The youth picked it up, and the next morning carried it to the king, and related to him what he had seen during the night The king assembled his counsellors and laid the whole case before them, and they all declared that such a feather as the bird had dropped was of more value than the whole kingdom. " If one feather is so costly," cried the king, " whether I have help or not, I must and will have the whole bird."
Then the eldest son, relying on his own cleverness, set out on a journey to find the bird, and felt sure he should do so very quickly. He had not gone far when he came to the borders of a wood, where he saw a fox, and immediately presented his gun at him. " Do not shoot me." cried the fox, " I can give you good advice. I know you are searching for the golden bird, and if you keep straight on you will arrive towards evening at a little village in which there are two inns on exactly opposite sides of the road.
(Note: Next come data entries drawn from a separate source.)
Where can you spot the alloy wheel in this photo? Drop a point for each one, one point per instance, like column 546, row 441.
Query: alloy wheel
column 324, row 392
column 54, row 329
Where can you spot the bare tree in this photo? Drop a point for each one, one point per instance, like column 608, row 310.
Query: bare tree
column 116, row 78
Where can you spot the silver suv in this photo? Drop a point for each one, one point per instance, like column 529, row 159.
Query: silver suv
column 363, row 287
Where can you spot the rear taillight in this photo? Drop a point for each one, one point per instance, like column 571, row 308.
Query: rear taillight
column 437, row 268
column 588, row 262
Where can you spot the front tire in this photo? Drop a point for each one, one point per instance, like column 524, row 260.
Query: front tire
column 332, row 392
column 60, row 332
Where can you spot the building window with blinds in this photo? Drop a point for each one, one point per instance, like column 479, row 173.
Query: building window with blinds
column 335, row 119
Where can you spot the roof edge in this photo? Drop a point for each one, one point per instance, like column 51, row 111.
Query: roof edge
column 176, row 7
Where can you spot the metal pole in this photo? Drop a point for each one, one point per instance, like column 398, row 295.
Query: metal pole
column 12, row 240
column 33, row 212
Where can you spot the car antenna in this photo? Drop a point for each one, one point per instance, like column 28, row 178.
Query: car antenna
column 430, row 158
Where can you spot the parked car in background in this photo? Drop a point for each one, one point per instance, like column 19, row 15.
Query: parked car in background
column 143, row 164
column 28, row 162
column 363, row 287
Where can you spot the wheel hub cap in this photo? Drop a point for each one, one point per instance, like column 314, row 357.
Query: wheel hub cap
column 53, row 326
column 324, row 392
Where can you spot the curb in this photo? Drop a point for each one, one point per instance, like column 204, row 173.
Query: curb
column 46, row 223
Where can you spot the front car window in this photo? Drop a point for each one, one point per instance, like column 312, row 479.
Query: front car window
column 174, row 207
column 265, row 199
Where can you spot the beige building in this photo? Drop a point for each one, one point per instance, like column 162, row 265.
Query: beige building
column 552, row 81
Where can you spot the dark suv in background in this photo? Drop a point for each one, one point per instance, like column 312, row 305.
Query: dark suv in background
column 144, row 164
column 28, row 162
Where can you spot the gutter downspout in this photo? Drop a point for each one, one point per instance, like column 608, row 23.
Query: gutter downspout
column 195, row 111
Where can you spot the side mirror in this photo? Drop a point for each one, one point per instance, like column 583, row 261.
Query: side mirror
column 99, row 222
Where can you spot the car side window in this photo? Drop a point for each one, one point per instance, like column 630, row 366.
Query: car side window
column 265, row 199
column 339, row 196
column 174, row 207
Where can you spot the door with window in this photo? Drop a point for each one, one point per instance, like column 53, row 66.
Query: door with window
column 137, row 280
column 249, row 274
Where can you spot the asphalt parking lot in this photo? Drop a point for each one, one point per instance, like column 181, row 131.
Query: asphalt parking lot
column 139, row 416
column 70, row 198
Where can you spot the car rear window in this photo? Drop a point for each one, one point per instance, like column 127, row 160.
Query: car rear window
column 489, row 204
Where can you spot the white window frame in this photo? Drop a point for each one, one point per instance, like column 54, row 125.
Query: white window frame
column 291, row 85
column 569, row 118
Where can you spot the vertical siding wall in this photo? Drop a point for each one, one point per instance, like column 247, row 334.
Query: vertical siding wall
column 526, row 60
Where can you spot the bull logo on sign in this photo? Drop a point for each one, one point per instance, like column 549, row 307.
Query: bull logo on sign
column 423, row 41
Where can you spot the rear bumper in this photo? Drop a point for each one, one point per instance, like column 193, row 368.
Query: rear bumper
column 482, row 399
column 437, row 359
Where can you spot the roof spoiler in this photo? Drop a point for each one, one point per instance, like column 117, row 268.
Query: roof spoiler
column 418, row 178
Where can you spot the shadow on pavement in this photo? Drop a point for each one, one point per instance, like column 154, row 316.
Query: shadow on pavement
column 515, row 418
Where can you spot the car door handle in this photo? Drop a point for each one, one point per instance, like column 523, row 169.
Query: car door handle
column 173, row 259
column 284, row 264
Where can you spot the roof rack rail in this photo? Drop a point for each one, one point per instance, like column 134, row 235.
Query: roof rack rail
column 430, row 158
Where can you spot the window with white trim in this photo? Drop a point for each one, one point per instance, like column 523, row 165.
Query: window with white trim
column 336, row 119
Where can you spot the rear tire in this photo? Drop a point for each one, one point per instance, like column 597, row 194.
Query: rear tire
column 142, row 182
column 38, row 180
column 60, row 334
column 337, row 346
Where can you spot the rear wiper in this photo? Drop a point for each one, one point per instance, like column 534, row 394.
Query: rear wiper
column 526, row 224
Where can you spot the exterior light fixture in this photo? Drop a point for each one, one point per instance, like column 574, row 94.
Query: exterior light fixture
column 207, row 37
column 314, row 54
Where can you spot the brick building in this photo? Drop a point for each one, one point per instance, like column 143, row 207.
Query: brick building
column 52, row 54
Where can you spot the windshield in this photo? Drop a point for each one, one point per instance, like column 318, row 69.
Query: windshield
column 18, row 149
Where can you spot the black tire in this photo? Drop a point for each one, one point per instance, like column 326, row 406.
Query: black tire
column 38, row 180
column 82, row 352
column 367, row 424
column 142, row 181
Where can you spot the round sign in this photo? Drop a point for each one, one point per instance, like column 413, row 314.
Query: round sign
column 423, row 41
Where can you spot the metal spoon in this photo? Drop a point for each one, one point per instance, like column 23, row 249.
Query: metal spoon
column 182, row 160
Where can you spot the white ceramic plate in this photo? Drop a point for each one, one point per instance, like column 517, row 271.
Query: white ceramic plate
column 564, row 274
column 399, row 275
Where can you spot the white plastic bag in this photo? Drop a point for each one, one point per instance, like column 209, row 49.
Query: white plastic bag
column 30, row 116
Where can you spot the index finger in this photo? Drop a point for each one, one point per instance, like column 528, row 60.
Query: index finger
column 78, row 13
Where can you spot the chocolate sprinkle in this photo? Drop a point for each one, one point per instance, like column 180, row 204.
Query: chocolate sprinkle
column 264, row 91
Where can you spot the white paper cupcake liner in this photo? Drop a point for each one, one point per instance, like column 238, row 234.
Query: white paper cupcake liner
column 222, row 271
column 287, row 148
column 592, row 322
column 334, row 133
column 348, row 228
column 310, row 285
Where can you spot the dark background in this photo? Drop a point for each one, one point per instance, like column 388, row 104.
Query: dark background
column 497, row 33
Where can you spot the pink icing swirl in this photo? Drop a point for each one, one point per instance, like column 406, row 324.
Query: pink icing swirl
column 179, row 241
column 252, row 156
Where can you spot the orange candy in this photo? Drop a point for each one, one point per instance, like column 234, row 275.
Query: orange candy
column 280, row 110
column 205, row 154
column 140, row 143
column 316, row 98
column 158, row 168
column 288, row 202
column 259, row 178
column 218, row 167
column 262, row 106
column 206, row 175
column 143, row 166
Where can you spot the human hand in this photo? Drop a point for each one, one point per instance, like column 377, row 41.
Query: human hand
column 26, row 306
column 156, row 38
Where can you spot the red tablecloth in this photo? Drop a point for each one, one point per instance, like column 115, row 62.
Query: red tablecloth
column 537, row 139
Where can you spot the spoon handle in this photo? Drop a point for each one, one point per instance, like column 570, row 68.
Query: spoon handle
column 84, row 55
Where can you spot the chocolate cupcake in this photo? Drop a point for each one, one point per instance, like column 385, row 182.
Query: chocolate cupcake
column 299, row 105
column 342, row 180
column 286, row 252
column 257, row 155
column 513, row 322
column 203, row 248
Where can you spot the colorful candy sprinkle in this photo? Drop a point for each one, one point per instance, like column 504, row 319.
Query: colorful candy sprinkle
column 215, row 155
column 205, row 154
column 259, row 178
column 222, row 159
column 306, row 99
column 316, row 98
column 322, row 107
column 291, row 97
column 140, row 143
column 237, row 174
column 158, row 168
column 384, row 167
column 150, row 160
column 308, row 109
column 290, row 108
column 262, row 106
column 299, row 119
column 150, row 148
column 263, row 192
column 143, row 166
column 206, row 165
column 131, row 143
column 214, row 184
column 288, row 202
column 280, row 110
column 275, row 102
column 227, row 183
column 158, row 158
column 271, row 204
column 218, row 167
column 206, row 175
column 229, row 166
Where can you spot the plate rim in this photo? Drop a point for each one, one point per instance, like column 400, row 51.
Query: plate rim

You will find one lighted up brightly and with all sorts of amuse­ment and gaiety going on, but do mot enter there, go to the other inn, however dark and dismal it may appear to you."
" Why should I listen to the advice of an ignorant animal, how­ever cunning he may be?" thought the young man; yet he followed the fox, who stretched out his bushy tail and darted off quickly through the wood.
After walking a long time he came towards evening to a village, and there stood both the inns as the fox had said. In one, which was brilliantly lighted up, he heard music and dancing, but the other had a dark, gloomy, sorrowful appearance.
" I should be a fool indeed," said the young man, "if I went to such a dismal old lumber place as that, instead of to this, which looks so bright and cheerful."
So he walked into the attractive house and lived there in such sumptuous luxury and dissipation, that he soon forgot, not only the golden bird, but his father, and the lessons he had been taught at home.